Вполне возможно, из этого в ближайшей перспективе могли вырасти конфликты с Санном и Коррэем, а быть может даже и с самой Кидуей, поэтому король Тренгон, так ничего и не добившись от северного соседа, решил заключить перемирие, чтобы не пришлось сразу воевать на нескольких фронтах.

И вот именно эта взбалмошность короля привела к тому, что принц Келдон был направлен в качестве посла мира. Министр войны упорно возражал против заключения перемирия, что предсказуемо вывело Тренгона из себя.
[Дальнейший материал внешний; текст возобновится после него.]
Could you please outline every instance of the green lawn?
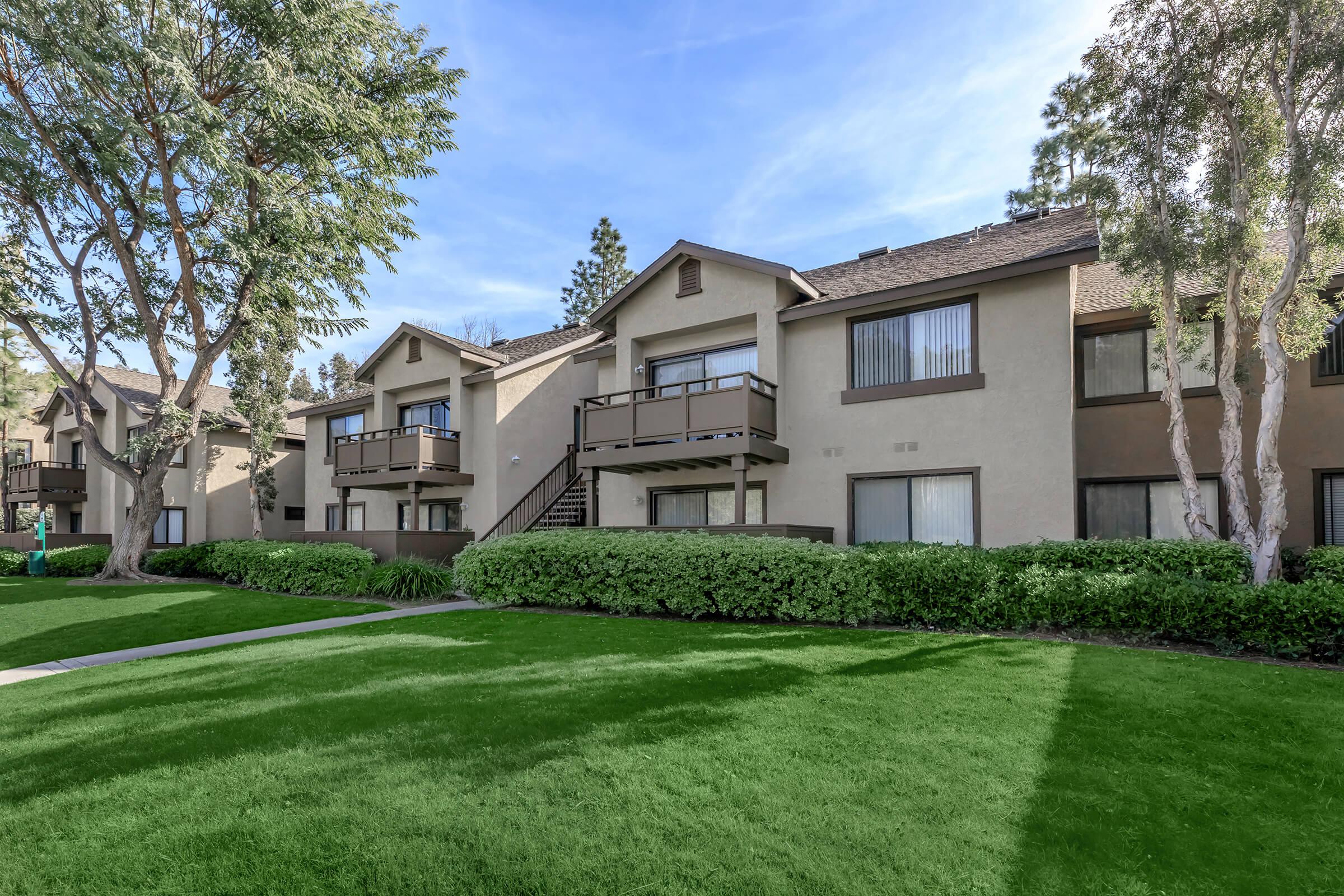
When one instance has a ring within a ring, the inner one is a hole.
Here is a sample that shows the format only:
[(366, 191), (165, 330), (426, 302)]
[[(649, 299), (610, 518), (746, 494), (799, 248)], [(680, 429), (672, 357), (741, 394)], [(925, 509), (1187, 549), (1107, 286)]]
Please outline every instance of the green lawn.
[(386, 609), (214, 584), (73, 586), (0, 576), (0, 669)]
[(1339, 893), (1344, 677), (449, 613), (0, 688), (3, 893)]

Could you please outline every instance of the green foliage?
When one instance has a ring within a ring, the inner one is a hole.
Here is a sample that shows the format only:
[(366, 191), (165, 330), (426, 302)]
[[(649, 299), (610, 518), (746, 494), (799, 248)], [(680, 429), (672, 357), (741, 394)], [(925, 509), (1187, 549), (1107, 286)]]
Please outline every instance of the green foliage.
[[(1337, 562), (1321, 553), (1317, 568)], [(1329, 567), (1333, 568), (1333, 567)], [(982, 549), (833, 547), (664, 532), (527, 532), (469, 545), (457, 587), (495, 602), (612, 613), (1081, 629), (1337, 660), (1344, 587), (1245, 584), (1227, 543), (1043, 541)]]
[(0, 575), (28, 575), (28, 555), (13, 548), (0, 548)]
[(526, 532), (469, 544), (457, 587), (491, 602), (746, 619), (872, 617), (870, 557), (797, 539)]
[(368, 571), (360, 594), (394, 600), (426, 600), (453, 592), (453, 568), (421, 557), (396, 557)]
[(203, 564), (224, 582), (285, 594), (355, 594), (372, 567), (374, 552), (353, 544), (263, 540), (215, 541)]
[(198, 541), (180, 548), (164, 548), (146, 553), (140, 568), (151, 575), (171, 575), (181, 579), (212, 576), (210, 557), (218, 541)]
[(570, 271), (573, 283), (560, 290), (566, 324), (586, 320), (634, 278), (634, 271), (625, 266), (621, 231), (612, 226), (610, 218), (598, 220), (590, 236), (593, 258), (577, 261)]
[(1302, 557), (1304, 579), (1344, 584), (1344, 547), (1322, 545), (1312, 548)]
[(75, 548), (52, 548), (47, 551), (47, 575), (63, 578), (83, 578), (98, 575), (108, 566), (109, 544), (82, 544)]

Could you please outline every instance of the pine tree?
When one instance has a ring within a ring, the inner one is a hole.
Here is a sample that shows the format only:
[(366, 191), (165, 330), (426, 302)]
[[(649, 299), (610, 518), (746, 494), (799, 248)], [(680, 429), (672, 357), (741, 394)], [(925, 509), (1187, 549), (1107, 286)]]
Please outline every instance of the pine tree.
[(1114, 140), (1085, 75), (1070, 74), (1055, 85), (1040, 117), (1050, 133), (1032, 148), (1031, 183), (1004, 196), (1009, 218), (1028, 208), (1081, 206), (1109, 183), (1101, 169)]
[(573, 285), (560, 290), (566, 324), (585, 320), (634, 278), (634, 271), (625, 266), (621, 231), (612, 226), (610, 218), (602, 218), (597, 223), (591, 238), (593, 247), (589, 251), (593, 258), (575, 262), (570, 271)]

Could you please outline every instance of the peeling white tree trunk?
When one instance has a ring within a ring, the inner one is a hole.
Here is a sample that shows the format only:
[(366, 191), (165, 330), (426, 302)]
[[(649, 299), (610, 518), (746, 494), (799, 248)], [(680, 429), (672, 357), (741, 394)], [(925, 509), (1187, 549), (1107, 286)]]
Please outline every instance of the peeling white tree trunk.
[(1171, 438), (1172, 459), (1180, 477), (1181, 497), (1185, 500), (1185, 525), (1196, 540), (1216, 541), (1218, 531), (1208, 525), (1208, 510), (1199, 490), (1199, 477), (1189, 457), (1189, 424), (1185, 422), (1185, 400), (1181, 398), (1180, 372), (1180, 309), (1176, 302), (1176, 274), (1163, 275), (1163, 334), (1165, 337), (1167, 387), (1163, 400), (1171, 410), (1167, 434)]

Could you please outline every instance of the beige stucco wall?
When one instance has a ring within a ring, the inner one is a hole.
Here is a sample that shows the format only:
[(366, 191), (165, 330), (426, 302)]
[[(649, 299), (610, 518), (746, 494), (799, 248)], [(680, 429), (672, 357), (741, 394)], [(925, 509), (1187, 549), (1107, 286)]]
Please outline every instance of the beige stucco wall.
[[(759, 372), (780, 391), (778, 442), (785, 465), (757, 466), (766, 484), (766, 521), (828, 525), (848, 539), (847, 474), (980, 467), (980, 528), (986, 545), (1074, 535), (1071, 279), (1068, 270), (978, 287), (980, 369), (985, 388), (841, 404), (847, 387), (847, 316), (821, 314), (784, 325), (774, 278), (704, 263), (704, 292), (675, 298), (669, 269), (618, 310), (617, 355), (599, 376), (632, 382), (645, 345), (711, 345), (734, 339), (741, 318), (755, 322)], [(719, 283), (724, 292), (719, 292)], [(866, 308), (862, 313), (954, 298), (965, 292)], [(715, 320), (734, 320), (714, 325)], [(685, 324), (696, 326), (685, 332)], [(676, 328), (672, 336), (668, 329)], [(780, 339), (780, 333), (784, 337)], [(724, 334), (727, 339), (720, 339)], [(684, 339), (688, 337), (688, 339)], [(661, 353), (661, 352), (644, 352)], [(780, 375), (782, 371), (782, 376)], [(602, 391), (607, 391), (606, 383)], [(894, 443), (918, 442), (896, 453)], [(823, 457), (829, 449), (832, 457)], [(840, 449), (839, 455), (835, 449)], [(648, 523), (649, 488), (727, 484), (727, 469), (601, 474), (601, 523)]]

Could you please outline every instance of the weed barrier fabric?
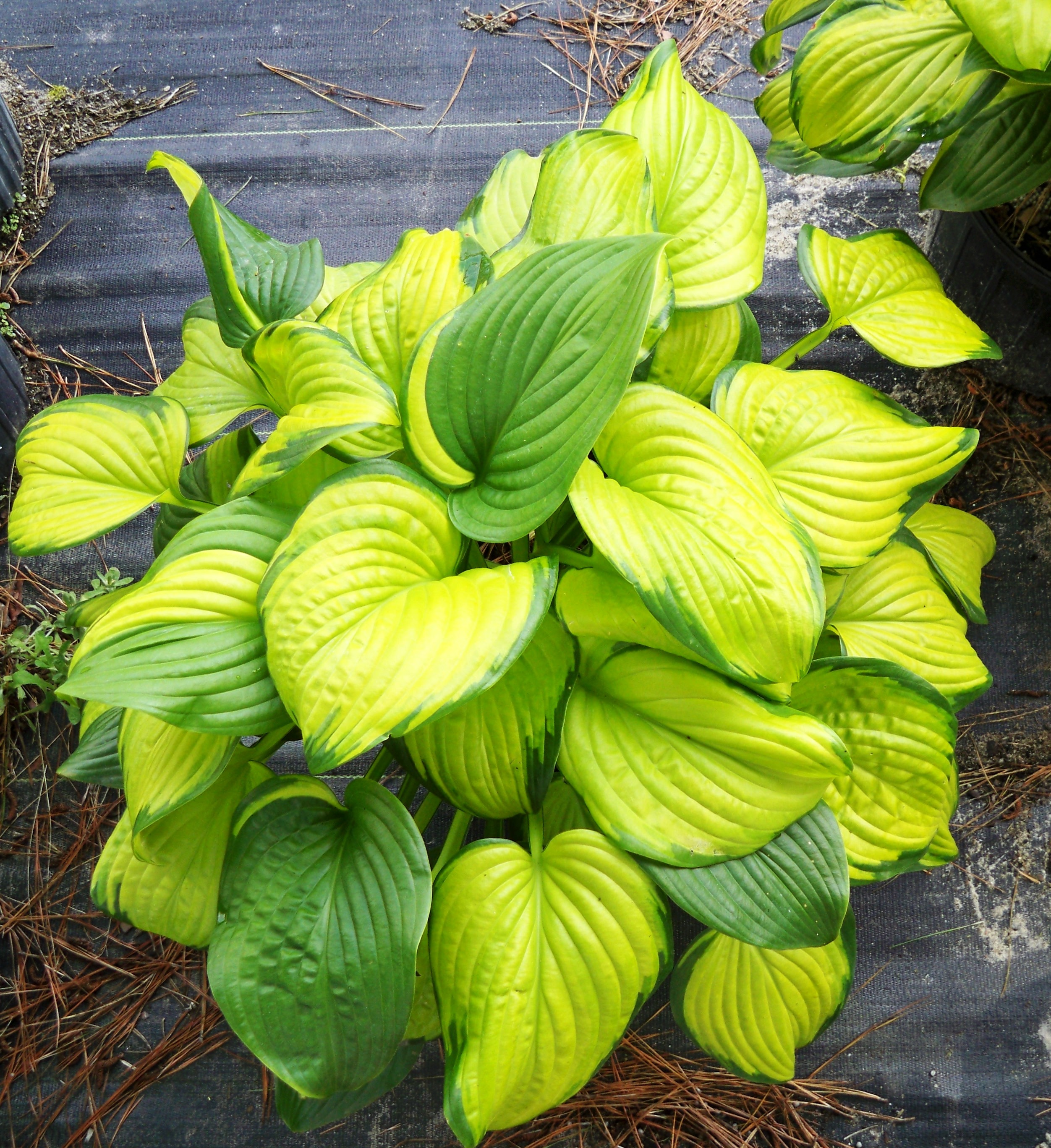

И как всякий тиран, не обладавший широтой души, он решил, что будет одновременно и забавно и поучительно, если именно его сын, принц Келдон, главный противник примирения, и будет тем, кто поставит свою подпись под текстом о перемирии.

Причём король Тренгон, совершенно не терпевший возражений, бывал непредсказуем и жесток в подобных случаях, и судьба принца-наследника могла бы измениться в один миг. Именно поэтому тот не стал оспаривать решения своего повелителя. Скрипя зубами от бессильной злобы, Келдон отправился в путь. Возможно, именно поэтому он решил провести денёк в компании таких же вояк как он сам.